EVERYDAY LIFE IN BIBLE TIMES (TAX COLLECTOR PT2)

We also find Jesus using the perceptions linked with tax collectors to jolt the Jewish leaders from their complacency. While he was teaching in the temple courts during the final week of his life on earth, Jesus frequently clashed with the Jewish leaders, who questioned his authority and resisted his invitations to know him as their Savior from sin.

In this context, Jesus offered this stunning appraisal: “Truly I tell you, the tax collectors and the prostitutes are entering the Kingdom of God ahead of you” (Matt 21:31).

But perhaps the largest rhetorical role that tax collectors play in the Gospels is linked to our understanding of just how large the kingdom of God is and consequently just how far the forgiveness of Jesus extends into the culture of a sin-ruined world. From the world’s perspective, Jesus was going about building a popular following in all the wrong ways.

An Egyptian tax receipt.

Inside of courting popular leaders, he courted those of lowest social status, spending considerable time with and even eating with the likes of tax collectors and other publicly shunned sinners (Matt 9:10-12; Luke 19:5-7). Jesus then invited Matthew, a tax collector, to become one for his disciples. The Gospel of Matthew does not hide the fact but parades it about for all to see (Matt 9:9; 10:3). And in Luke 19 it is Zacchaeus, a chief tax collector in Jericho, who seems to get all the attention.

Jesus invited him to come down from the sycamore tree and then invited himself into Zacchaeus’s home for dinner, much to the chagrin of all the people who muttered about Jesus going to be the guest of a sinner. Yet it was this sinner in whom we see a remarkable change.
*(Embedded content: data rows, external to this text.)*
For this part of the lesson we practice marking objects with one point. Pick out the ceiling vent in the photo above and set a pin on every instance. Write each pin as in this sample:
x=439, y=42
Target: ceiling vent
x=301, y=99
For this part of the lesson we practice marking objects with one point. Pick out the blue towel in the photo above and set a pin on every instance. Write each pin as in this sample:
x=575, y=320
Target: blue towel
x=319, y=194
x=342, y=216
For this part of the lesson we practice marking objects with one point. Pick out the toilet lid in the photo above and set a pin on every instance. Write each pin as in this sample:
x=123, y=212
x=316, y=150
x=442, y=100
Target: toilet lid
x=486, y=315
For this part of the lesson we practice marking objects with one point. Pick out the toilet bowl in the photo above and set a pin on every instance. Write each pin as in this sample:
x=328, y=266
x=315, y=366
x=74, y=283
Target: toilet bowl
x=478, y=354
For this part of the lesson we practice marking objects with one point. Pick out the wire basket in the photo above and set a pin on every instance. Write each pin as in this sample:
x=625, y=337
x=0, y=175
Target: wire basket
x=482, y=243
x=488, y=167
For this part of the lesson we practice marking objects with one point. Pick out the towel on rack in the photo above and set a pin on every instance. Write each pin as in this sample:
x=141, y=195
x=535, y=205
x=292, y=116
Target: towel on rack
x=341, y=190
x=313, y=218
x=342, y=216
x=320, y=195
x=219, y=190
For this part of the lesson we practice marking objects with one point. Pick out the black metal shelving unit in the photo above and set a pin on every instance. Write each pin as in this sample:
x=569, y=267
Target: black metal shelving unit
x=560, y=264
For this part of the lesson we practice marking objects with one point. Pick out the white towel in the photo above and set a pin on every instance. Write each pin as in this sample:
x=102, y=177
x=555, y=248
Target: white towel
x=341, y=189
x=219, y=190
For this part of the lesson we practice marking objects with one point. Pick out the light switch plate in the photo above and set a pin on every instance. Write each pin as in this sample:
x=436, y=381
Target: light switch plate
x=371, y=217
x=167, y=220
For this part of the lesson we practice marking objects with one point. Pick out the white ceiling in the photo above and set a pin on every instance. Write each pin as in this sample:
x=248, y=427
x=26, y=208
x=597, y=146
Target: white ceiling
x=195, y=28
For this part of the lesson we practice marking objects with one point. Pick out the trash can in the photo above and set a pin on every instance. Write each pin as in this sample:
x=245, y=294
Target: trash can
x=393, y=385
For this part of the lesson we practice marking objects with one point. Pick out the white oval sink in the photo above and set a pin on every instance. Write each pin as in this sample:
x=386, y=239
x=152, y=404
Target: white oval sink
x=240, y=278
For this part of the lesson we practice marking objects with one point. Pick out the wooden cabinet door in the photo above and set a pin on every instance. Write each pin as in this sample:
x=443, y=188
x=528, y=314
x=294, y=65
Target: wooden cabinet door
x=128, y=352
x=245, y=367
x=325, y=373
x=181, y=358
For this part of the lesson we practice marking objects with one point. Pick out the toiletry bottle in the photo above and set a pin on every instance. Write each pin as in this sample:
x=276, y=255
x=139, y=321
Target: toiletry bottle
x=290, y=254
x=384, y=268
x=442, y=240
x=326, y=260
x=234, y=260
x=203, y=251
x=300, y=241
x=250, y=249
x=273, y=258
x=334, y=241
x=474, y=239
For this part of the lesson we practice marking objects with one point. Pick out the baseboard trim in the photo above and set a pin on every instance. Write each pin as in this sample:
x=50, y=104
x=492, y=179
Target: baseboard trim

Zacchaeus promised to give half of his possessions to the poor and repay those whom he had defrauded at a rate of 400 percent. Of all those in Jericho, Jesus called this chief tax collector a “son of Abraham” (Luke 19:9). Why did the Gospel writers give all this attention to Jesus’s connection with tax collectors like Zacchaeus? Because it says something about the kingdom of God; if they are in, there is no one who is ruled out.